Ottawa has tightened the rules for obtaining a government-backed mortgage, as it casts an eye towards expected future interest rate increases and the risks those pose for Canadian homeowners.

Finance Minister Jim Flaherty announced Tuesday morning that prospective homeowners will soon have to meet the requirements for a five-year, fixed rate mortgage -- as opposed to the three-year standard in place right now. The rule will apply even if they choose a mortgage with a lower interest rate and shorter term.

Flaherty told reporters gathered at an Ottawa news conference that the change will "help Canadians prepare for higher interest rates in the future."

"One must always guard against the temptation to take on more financial risk simply because interest rates are low.
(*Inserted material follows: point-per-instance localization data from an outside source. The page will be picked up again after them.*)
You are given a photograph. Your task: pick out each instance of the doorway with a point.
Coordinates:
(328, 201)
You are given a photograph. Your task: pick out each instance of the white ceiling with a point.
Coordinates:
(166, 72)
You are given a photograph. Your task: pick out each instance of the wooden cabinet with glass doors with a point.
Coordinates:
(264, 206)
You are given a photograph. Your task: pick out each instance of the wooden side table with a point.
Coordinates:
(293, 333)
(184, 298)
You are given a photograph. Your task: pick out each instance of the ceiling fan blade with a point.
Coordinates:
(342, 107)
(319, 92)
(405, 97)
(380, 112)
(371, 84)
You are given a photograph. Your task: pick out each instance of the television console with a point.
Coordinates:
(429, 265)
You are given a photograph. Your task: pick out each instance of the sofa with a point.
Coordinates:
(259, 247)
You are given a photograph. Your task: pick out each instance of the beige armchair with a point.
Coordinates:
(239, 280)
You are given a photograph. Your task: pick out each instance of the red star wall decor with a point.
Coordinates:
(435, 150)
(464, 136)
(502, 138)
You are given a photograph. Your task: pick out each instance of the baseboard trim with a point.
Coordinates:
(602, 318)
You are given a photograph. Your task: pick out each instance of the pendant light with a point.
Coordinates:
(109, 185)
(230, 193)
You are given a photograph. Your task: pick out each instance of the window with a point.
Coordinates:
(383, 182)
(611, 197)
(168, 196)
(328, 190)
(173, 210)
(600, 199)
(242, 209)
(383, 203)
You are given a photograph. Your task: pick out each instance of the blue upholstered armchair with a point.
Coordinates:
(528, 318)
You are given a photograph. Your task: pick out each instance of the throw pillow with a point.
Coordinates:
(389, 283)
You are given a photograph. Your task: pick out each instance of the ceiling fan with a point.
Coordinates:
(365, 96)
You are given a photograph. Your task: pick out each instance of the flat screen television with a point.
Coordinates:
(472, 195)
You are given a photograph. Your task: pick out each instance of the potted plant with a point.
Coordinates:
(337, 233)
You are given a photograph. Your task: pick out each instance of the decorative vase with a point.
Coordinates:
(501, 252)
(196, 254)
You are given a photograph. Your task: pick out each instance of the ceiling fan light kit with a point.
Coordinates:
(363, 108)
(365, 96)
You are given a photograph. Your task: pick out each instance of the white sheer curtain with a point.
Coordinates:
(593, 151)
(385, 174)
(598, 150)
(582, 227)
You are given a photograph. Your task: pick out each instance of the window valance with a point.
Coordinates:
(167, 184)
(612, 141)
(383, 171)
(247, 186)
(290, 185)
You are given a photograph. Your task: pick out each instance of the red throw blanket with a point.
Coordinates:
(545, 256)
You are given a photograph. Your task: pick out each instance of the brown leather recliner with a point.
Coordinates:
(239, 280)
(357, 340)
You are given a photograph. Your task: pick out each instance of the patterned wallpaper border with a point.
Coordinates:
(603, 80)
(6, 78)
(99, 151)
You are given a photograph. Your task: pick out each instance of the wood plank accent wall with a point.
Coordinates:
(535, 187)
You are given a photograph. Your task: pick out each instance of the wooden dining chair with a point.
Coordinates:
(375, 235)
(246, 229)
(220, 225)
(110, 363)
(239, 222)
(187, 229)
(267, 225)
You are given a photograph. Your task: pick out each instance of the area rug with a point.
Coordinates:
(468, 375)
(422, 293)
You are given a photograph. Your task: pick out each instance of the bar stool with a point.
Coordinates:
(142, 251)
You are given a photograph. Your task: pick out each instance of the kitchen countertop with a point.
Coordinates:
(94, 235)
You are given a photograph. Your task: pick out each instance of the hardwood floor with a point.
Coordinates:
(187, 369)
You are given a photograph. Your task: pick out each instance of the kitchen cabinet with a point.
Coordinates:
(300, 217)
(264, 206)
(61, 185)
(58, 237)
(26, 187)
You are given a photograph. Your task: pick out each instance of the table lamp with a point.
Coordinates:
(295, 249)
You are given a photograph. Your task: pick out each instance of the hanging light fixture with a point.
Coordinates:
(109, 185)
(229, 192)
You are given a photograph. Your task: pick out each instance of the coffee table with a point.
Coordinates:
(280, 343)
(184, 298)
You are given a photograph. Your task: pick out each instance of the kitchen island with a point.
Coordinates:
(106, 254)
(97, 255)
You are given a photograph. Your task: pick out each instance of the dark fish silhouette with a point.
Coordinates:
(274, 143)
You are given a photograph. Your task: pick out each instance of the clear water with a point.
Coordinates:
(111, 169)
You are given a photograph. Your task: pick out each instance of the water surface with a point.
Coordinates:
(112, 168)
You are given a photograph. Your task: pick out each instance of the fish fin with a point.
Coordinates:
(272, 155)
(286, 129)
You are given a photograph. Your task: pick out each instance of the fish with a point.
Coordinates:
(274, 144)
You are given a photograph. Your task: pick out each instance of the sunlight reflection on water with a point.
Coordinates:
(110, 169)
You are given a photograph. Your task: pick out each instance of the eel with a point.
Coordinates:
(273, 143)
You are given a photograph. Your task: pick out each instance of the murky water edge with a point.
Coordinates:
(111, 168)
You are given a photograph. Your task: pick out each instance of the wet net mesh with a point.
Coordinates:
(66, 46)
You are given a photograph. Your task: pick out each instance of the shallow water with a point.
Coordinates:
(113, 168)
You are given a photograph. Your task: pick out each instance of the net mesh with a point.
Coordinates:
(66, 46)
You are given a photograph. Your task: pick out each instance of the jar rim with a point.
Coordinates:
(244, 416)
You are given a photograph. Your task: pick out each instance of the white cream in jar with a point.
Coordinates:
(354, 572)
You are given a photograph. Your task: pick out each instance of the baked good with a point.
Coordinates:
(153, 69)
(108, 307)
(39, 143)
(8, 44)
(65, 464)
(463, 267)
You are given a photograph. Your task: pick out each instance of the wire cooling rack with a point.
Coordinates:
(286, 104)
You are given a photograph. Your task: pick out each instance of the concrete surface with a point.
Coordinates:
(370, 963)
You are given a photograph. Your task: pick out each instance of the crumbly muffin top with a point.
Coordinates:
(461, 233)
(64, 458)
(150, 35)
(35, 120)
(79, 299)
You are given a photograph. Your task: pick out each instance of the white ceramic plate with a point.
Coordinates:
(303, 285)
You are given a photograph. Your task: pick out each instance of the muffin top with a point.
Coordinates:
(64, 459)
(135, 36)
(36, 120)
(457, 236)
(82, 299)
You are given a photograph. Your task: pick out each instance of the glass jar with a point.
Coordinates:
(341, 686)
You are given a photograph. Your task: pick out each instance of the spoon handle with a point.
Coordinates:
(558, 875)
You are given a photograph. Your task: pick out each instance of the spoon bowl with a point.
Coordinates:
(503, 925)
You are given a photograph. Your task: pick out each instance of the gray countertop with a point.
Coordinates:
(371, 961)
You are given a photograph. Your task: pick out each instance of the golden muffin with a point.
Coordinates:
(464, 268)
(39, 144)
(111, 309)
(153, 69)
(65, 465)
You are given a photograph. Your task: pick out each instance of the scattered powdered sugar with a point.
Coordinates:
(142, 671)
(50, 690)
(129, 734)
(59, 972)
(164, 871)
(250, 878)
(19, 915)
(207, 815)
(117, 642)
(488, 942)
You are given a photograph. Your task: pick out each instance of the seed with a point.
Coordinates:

Our government is acting to help prevent Canadian households from getting overextended and acting to help prevent some lenders from facilitating it," he said.

Flaherty also announced Ottawa will also limit the amount of mortgage refinancing that homeowners can undertake.

"We will lower the maximum amount Canadians can withdraw in refinancing their mortgages to 90 per cent from 95 per cent of the value of their homes," he said.

"This will discourage the kind of mortgage refinancing that can create unsustainable debt levels as interest rates go up," he added.

"We are encouraging people to build equity over time, using homeownership as an effective way to save, rather than as a vehicle for quick cash."

The finance minister also announced that housing speculators will now have to put down a 20 per cent down payment on properties they will not be living in, to qualify for a government-backed mortgage.

But he said the government is not trying to crack down on investment properties such as rental units.

"What we're getting at is the speculation in multiple-condo markets, in particular," he said, making reference to incidents in the Vancouver and Toronto markets as examples.

Preventative measures

Flaherty said the changes, which are expected to come into force on April 19, were necessary to prevent future problems and he insisted they would not make it harder for Canadians to buy houses.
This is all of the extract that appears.